The time for search is now, and it should come as no surprise that the major software vendors are indeed adding more advanced search capabilities to their own products. The next version of Microsoft Windows, Vista (formerly Longhorn), will offer index-based search out of the box, with the addition of tagging mechanisms which essentially allow direct customisation of the index. As with Domino, IBM's Workplace collaboration platform will also offer an integrated, index-based search facility. The choice is there: end user organisations can either wait for search capabilities to arrive built-in to these next generation products, or they can adopt a third party product to fill the gap.

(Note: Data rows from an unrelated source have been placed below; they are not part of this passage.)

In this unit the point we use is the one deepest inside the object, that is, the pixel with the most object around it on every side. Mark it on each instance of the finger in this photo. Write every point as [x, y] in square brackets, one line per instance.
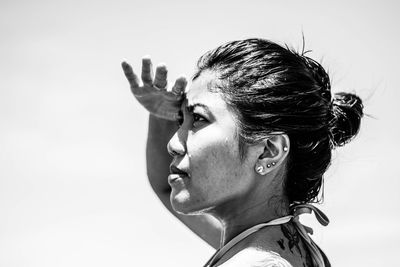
[147, 71]
[160, 80]
[179, 86]
[130, 75]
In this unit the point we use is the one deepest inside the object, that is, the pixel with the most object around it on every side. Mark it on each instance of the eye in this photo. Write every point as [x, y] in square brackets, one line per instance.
[197, 118]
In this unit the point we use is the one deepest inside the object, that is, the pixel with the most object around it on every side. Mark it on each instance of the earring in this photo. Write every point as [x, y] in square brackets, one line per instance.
[259, 169]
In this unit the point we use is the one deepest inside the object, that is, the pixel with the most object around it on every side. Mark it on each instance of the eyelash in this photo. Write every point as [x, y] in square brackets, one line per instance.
[196, 118]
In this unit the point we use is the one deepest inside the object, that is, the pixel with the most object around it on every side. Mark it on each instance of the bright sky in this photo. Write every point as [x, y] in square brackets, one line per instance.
[73, 188]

There is plenty of good to be gained from better search facilities but there are many issues to be overcome as well. It would be trite to suggest that any product could offer seamless interfaces into whatever legacy repositories a company might throw at it. Some content management packages cannot even communicate between instances of themselves, never mind offering dynamic access to a third-party product. To implement search should be seen as a goal, rather than a one-shot operation, and assiduous application of the Pareto principle (identifying the 20 per cent of data stores that have 80 per cent of the business value) is necessary to avoid wasting time and money.

As well as the technical hurdles, a wealth of potential pitfalls can be caused by making information more accessible, not least of which is security. Much information today is protected from prying eyes only because it is difficult to find. Search mechanisms often prove themselves too clever for their own good, discovering information that should have remained hidden. Sometimes it is not necessary to be able to read a document to cause a security breach. For example, the mere existence of a spreadsheet on the human resources file share containing the term 'planned redundancies' would be enough information for many.

Search may require changes to how businesses operate to ensure these capabilities remain within corporate guidelines and security policies. As data volumes and types continue to grow, however, search will inevitably turn from a 'nice to have' to a 'need to have'.

New technologies give us new ways of working with information. RFID, for example, enables links to be created between electronic data and physical items, and streamed content gives easy access to large video files. But both bring with them significantly more data and thus fresh difficulties for finding information.

Meanwhile, the growing and necessary burden of corporate governance, either to meet standards or legislation, bring an added impetus to the proceedings. Even if organisations are not ready for any big bang, they can nonetheless look to understand what level of search tools might be appropriate for their current business requirements.

By putting in place an understanding now, companies and other bodies can start to prepare for the inevitable point where there is just too much information to be indexed and sifted through manually.